This guest post is written by Elizabeth Humphrys, who has recently completed her Masters Thesis. Her day job is investigating student complaints and misconduct at a public university. Here Elizabeth shares her thoughts on the feelings she experienced just before submitting.

I submitted my Masters thesis in October 2010. I recently received the examiners’ reports and was passed without any changes. It took just shy of four years part time, with a year of leave for good behaviour in the middle, to submit. All the hallmarks of graduate research were there: elation, tears, exhaustion, procrastination, productive work, annoyance and deep, deep enjoyment.

In retrospect, none of these emotions or experiences was a surprise.  What was unexpected was the distinct lack of perspective about the ‘quality’ of my work I felt just before I submitted.
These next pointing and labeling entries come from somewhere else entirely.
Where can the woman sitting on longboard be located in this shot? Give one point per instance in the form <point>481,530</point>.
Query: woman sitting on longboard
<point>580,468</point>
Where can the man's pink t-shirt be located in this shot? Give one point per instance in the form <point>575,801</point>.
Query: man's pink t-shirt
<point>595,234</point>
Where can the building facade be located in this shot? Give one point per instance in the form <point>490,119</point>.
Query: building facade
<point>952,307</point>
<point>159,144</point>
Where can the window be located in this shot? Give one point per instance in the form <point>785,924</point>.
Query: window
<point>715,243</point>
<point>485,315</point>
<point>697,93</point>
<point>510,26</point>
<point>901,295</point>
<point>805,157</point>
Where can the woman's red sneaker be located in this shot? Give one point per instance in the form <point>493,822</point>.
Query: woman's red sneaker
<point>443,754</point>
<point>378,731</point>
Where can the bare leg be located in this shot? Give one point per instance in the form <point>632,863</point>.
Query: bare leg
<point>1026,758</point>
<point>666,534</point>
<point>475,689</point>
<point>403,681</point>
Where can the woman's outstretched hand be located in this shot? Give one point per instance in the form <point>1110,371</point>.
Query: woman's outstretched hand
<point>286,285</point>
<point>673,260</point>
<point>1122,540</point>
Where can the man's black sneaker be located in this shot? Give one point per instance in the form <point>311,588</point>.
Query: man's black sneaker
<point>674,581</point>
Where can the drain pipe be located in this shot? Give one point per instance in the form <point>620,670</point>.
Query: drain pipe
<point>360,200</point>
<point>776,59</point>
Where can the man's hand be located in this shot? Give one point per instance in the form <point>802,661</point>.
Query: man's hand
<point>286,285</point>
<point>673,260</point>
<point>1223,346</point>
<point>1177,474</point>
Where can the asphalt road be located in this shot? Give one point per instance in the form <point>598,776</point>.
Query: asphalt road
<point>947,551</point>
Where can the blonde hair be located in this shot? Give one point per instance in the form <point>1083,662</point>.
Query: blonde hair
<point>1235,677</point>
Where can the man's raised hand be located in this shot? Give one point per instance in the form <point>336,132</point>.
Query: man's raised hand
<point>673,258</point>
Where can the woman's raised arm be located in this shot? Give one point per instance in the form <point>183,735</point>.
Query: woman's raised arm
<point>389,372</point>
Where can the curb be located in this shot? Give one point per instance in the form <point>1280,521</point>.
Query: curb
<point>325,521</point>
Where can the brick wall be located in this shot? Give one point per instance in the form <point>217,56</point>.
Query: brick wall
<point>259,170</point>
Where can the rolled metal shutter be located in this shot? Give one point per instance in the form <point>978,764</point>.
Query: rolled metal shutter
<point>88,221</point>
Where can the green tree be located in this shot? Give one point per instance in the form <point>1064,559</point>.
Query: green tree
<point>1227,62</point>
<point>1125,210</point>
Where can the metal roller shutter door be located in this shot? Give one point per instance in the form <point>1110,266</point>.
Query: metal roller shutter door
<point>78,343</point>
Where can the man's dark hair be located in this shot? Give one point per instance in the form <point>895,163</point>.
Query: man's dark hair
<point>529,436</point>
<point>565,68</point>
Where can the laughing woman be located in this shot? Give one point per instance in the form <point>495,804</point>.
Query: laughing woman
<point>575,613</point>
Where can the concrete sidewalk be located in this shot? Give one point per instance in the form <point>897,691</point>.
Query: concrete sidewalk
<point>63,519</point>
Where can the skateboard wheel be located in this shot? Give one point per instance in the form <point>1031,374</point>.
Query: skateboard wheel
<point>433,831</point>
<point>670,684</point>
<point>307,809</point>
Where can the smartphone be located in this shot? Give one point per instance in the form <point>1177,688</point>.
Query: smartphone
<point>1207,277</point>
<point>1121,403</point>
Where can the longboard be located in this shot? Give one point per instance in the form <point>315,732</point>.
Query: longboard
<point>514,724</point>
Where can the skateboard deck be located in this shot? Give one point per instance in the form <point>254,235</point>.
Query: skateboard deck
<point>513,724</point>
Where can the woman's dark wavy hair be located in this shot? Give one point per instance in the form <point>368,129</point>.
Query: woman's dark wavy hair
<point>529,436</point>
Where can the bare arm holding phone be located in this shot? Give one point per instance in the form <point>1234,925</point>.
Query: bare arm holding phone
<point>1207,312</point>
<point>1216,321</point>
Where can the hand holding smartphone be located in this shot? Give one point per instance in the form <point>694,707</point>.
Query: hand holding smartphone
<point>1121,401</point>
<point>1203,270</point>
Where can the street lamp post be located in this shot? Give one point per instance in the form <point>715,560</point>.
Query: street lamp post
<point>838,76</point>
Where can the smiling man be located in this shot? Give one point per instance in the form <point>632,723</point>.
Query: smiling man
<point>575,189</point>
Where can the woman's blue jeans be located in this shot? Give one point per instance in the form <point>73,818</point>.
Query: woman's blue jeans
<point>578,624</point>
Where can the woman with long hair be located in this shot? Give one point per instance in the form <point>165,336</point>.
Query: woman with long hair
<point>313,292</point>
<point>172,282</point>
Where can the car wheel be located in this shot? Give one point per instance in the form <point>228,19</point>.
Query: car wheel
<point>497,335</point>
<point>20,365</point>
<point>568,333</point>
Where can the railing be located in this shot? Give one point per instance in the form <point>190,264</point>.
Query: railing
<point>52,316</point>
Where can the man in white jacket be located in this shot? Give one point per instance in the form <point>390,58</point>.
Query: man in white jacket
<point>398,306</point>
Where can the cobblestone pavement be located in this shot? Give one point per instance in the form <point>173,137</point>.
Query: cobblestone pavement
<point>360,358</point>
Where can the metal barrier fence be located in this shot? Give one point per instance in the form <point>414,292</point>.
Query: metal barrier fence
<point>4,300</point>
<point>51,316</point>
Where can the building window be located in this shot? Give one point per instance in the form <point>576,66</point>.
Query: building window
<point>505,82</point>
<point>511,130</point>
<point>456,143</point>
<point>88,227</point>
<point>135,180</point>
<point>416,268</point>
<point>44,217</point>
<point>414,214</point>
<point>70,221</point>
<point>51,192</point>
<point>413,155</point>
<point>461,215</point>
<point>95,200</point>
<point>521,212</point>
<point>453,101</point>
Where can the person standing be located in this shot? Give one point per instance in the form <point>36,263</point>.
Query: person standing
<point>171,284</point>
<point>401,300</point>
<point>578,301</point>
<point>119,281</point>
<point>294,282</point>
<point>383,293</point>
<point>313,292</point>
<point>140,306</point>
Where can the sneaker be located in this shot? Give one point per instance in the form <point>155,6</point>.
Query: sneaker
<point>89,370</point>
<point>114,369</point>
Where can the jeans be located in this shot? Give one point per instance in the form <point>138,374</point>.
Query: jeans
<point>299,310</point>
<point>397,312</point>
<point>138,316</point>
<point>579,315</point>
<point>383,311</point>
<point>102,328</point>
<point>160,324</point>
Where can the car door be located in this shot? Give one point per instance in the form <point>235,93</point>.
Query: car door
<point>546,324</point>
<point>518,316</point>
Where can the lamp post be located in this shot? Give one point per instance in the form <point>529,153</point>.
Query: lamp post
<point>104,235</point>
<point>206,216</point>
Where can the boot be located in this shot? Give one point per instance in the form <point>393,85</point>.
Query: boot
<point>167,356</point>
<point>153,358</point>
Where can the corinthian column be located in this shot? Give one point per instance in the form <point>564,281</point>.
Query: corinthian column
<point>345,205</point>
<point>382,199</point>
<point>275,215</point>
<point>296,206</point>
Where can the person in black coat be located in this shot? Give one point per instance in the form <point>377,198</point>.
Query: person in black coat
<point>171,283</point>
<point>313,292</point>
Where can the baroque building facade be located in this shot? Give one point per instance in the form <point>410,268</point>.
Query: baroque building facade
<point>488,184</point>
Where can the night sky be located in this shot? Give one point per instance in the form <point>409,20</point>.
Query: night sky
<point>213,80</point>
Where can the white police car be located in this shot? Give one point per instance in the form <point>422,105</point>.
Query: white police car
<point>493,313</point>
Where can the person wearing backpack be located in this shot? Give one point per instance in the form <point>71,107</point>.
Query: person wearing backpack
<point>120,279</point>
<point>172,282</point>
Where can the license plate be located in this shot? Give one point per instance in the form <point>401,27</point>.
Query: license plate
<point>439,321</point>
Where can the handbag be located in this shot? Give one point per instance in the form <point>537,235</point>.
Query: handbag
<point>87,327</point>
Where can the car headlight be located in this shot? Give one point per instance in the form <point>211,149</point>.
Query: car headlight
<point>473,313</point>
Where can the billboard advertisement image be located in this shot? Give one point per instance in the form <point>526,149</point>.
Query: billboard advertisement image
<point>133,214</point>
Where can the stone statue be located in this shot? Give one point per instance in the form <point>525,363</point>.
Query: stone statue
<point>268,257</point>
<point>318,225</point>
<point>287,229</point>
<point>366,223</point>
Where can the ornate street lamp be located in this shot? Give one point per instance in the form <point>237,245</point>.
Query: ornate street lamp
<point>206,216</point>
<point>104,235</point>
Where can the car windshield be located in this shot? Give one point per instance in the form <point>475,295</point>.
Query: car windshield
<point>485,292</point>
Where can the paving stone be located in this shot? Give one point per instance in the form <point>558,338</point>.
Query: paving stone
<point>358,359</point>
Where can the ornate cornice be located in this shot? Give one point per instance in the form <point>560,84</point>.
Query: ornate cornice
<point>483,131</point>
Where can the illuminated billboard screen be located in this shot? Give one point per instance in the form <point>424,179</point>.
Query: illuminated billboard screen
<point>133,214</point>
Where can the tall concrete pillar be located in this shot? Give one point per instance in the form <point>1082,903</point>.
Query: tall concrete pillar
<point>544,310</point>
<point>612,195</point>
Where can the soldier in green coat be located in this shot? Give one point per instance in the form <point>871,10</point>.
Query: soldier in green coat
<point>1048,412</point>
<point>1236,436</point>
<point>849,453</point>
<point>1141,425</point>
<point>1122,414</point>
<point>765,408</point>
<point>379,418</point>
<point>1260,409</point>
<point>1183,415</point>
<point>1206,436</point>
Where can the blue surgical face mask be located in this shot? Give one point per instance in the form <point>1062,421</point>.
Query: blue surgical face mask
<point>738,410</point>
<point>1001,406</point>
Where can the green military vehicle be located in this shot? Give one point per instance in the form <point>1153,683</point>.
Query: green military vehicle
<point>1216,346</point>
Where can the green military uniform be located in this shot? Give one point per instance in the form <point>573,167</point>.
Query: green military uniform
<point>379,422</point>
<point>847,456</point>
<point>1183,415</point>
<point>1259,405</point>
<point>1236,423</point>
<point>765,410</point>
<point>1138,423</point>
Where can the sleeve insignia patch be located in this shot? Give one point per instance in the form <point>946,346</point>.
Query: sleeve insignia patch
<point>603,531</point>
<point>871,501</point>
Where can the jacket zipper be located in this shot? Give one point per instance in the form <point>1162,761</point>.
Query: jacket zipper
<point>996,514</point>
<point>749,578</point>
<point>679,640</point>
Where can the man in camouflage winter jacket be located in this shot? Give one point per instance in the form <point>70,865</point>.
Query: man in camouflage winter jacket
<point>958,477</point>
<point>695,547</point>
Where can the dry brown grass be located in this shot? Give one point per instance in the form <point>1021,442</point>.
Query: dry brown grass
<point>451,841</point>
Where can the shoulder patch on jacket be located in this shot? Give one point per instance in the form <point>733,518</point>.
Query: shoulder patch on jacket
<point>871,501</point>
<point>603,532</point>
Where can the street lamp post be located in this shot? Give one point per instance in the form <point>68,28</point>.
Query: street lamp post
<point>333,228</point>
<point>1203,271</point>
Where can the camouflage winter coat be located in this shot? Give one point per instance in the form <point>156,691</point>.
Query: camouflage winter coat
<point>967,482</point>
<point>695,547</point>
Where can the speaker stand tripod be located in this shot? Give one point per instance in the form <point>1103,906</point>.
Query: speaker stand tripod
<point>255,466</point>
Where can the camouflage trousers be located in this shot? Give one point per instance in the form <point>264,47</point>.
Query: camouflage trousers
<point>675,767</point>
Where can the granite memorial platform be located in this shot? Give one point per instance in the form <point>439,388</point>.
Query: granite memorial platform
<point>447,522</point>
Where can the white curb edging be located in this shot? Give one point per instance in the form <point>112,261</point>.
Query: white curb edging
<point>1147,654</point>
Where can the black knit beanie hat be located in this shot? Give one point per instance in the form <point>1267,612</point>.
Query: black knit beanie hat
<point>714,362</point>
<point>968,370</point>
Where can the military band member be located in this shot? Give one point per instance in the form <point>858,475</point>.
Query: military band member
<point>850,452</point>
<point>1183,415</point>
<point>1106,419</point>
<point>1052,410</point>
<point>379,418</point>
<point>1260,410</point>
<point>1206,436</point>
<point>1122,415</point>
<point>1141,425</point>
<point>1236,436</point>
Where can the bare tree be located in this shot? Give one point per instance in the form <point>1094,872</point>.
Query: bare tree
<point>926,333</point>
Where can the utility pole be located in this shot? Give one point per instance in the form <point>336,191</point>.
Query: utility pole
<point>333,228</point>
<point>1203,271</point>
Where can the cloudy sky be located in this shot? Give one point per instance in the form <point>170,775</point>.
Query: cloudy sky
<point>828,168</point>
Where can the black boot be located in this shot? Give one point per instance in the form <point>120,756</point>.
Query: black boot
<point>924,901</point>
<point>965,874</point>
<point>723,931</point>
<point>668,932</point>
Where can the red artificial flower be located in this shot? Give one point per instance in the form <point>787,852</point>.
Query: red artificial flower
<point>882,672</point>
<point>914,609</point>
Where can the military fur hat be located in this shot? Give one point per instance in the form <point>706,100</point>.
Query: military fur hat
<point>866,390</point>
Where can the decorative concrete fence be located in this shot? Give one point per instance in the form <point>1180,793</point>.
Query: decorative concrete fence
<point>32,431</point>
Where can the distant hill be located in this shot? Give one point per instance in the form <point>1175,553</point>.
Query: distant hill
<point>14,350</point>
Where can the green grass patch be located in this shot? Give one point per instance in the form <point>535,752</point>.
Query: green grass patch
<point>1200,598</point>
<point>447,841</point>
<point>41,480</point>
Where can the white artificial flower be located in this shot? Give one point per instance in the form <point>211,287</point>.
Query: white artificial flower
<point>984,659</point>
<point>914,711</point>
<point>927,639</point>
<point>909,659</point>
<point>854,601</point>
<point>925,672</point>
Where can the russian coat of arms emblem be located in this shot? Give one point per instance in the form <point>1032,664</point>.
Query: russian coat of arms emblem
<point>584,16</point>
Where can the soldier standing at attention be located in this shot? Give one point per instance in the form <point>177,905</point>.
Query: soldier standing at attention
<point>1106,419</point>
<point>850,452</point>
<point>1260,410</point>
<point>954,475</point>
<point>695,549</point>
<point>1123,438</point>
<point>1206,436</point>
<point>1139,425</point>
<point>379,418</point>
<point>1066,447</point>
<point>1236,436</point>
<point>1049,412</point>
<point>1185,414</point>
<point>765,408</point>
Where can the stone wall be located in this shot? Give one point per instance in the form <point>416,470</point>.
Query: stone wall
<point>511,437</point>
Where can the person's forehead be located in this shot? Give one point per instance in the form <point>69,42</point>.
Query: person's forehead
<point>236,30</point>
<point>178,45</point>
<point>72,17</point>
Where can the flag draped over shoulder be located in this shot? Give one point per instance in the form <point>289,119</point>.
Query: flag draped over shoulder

I knew it would not fail outright, but beyond that I had little sense of what the examiners would think. No matter how many times I read “It’s a PhD, not a Nobel Prize” I just couldn’t calm those thoughts that the thesis could be better, or more insightful and fretted about the result. I was concerned there was some glaring problem; some catastrophic oversight or drawback that would result in ‘disaster’, or some comment or view that the examiners would think was idiotic. Finally I worried that my insights into the topic would be seen as overreaching or, conversely, just plain ‘obvious’.

I kept looking to others for confirmation these ‘disastrous’ things were not going to happen, but no one provided the reassurance I craved. My supervisor gave me comments of course, and we discussed the chapters. We argued about key points, and, on those occasions where we remained in disagreement, I was confident that my position was defensible. Yet when my supervisor said, about a week before I submitted, that he thought I would be ‘surprised by the feedback of the examiners’ I went into a small panic. What does that mean!?

My partner, who read the thesis, told me he thought it was fantastic and I had nothing to worry about. But partners are meant to say this, aren’t they?! My partner promised he would hold my hand through any possible narcissistic injury that might occur as I read the examiner’s comments. Given my partner is a psychiatrist, I knew this was part truth and part joke. But I also knew he was saying something true: things do not need to be perfect, no one is, and examiners understand this. The reports would give critical feedback which is an essential part of the process of writing in public.

But to return to the motivation for this post…why did I have so little perspective on my own work? While I can’t say I was shocked to get a good result, I believe that had the result come back as minor or major revisions I would also have accepted these as reasonable views. How could I be so uncertain about my own work?

At a personal level it the lack of perspective was connected to my being a natural ‘worrier’.  No matter how much work I did during the thesis I constantly felt guilty if I sat at a café drinking coffee and not reading a journal article. Every weekend activity (as I have a ‘real job’ during the week) was laden with guilt about not working or not working efficiently enough.

The second reason was the difficulty of getting critical distance from the thesis as a whole, no matter how hard I tried. I set chapters aside for periods and went back to them. I had six months leave on two separate occasions where I did little work on the thesis. Each time I did this I managed to gain some distance and map out a new path. But, unlike other large writing projects I have done, these breaks, although they helped me find critical distance on each ‘section’ did not help me see how the sections were creating an overall narrative. I found it difficult to assess whether the question tested in the thesis was, at points, even being answered.

The last reason only became clear to me in the last few days. I think I subconsciously believed that there was some sort of sleight-of-hand, or magic, involved in producing a thesis. I didn’t really believe my key insights were the result of the process of research, analysing data or thinking; they felt more like  luck or chance (although if someone had articulated this to me while writing I would have fervently disagreed). As a result I felt there was something missing. Why did I believe this? Perhaps because insights came slowly and were given due consideration, there was no ‘light bulb moment’ where I ran from my desk to the street to exclaim ‘eureka’ (!).

The perspective I seem to have gained, only in finishing, is that completing the thesis is not magic although it is equally as wonderful. While we would all love to think that glowing examiners’ reports mean we are geniuses, but they are more likely to reflect that a thesis is the product of diligent, hard work; the result of exercising all your practical and intellectual abilities. The achievement is breathtaking, but very much the result of the ordinary process of research. I do wish I had realised this earlier. So my message is: you don’t need to have magic red shoes or follow the yellow brick road; diligent work will win the day.